The sights are not the driver of the shot process,
especially not with a handgun,
especially not when it comes to defensive shooting.
And yet look at how much hullaballoo there is about irons vs. optics in so many parts of the gunterweb. Each has valid benefits and valid drawbacks, but neither is really where the game is won or lost. A lot of the people who love dots and most vociferously champion them do so because it's the first real coach they've ever had. They can see what they are doing through the shot process and more easily call their shots, which is a completely new experience for a good many of them.
The typical person gets a sight picture on target and then goes to shoot and ALOTTASTUFFJUSTHAPPENED and wait, why is my bullet hole 6" from where I wanted it?
Hell, the point shooting weebs are still out there and still making noise because they have no idea how skilled shooters actually use sights. "You don't have time to aim in a gunfight!!!" There's a grain of truth there. Because they don't know how to use sights, they spend far too much time trying to "align" their sights and over-confirm and stare really hard at them and then mess up the shot anyway because it turns out that staring really hard at the bumpy things on the slide doesn't fix the violence you do to the gun below them. Since they don't understand the shot process, sighted or unsighted doesn't make much of a difference for them. They suck with sights. They suck faster without spending the time trying to "read" the sights...understanding that when they "read" sights it's like somebody who has had their first three lessons of Hooked on Phonics trying to read a dissertation on nuclear fission.
What they don't realize is that skilled shooters are not staring at their sights. They are, in the main, looking through them. They are not seeing the crystal clear sight picture photo that shows up in books and powerpoint slides. Some may, but those people have exceptional eyesight. What most people are seeing is the fuzzy or out of focus gross shape of their sights and making the shot. They aren't spending seconds looking at their sights, but hundredths of a second seeing a yes or no signal and getting on with the shooting. Ironically, this is the same way people who know how to read well deal with words.
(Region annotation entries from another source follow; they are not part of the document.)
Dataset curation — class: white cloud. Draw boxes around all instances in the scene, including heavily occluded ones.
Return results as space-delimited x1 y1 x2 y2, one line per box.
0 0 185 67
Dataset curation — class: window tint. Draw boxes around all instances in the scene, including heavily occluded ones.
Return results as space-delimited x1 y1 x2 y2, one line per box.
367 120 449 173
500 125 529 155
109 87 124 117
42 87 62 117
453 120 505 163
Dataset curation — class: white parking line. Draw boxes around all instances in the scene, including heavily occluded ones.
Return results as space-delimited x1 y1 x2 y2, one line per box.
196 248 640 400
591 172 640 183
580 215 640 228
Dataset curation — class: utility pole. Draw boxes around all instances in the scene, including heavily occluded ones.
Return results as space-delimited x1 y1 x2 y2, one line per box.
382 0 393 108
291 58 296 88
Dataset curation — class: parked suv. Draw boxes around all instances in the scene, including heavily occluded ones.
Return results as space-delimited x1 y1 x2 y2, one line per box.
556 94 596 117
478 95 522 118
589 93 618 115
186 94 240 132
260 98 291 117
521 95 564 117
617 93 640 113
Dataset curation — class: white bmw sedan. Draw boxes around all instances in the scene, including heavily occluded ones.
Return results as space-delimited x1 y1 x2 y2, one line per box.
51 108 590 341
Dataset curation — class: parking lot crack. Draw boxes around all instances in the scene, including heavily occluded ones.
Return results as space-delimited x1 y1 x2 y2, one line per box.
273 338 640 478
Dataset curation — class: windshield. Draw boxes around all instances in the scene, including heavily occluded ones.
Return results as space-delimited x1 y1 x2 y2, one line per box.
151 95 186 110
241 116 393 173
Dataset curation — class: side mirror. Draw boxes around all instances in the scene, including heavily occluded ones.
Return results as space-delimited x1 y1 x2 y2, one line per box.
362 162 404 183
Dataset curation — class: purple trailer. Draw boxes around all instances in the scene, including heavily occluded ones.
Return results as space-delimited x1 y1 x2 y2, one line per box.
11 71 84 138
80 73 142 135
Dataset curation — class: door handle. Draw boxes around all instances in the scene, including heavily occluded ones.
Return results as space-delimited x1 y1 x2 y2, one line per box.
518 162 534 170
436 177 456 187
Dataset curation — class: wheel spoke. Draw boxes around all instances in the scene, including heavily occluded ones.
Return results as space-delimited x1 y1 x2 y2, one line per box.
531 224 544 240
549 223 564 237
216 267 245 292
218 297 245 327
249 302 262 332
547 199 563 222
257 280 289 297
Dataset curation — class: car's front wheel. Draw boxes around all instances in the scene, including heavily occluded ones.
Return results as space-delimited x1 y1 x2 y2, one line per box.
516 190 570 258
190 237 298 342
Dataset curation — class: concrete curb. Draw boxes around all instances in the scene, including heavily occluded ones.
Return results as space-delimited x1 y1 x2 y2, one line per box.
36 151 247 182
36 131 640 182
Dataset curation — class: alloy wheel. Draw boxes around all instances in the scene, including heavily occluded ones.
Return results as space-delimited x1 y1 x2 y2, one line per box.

They are not reading them letter by letter, but really just seeing the general shape of a word they recognize and that gets a processing shortcut that comes along with boatloads of information on that word's meaning and meaning in the context of the other words around it.
If I had an audience who could read at least at a high school level and I flashed some simple words up on the screen for .05-.07 second, the vast majority of them could tell me what that word was. Not because they saw and processed each letter, but because if they've done enough reading the general shape of the word would be familiar enough to recall it. Without the need to consider context and meaning, just going with rote recognition of the word, they can pick it up fast.
"Oh, that was 'cat'." "That one was 'orange'." Etc.
Well...that's essentially what skilled shooters are doing with sights. They get a yes or a no
based on a simple mental model of what the sights are telling them and get going if it's a "go" or take a tenth or two of a second to correct it if it's a "no", and then getting on with it. I mean, does anyone think that Ed McGivern had a hard front sight focus when he was shooting aerial targets? The dude had a brass bead on his front sight. He was looking
through his sights to track the moving target so he could hit it. And that's why the brass bead actually exists, to facilitate a more target-focused method of shooting because when you are looking at the target
you can still see the bead.
Most new shooters struggle with iron sights because most of the people teaching them are barely more literate than they are. It's similar to the
serious problems in reading instruction that has damaged the learning of generations of children. The typical academy's dogma on sights is like "whole language learning" for sights when what everybody actually needs is phonics.
I've had a number of folks who got taught to shoot in academies come to class and unlearn that shit, replace it with a better model and then unlock an entirely new level of performance because they finally understood WTF was happening when they were firing a gun. Oddly enough, those people swap back and forth from irons to dots without really caring much about which was on top of the gun.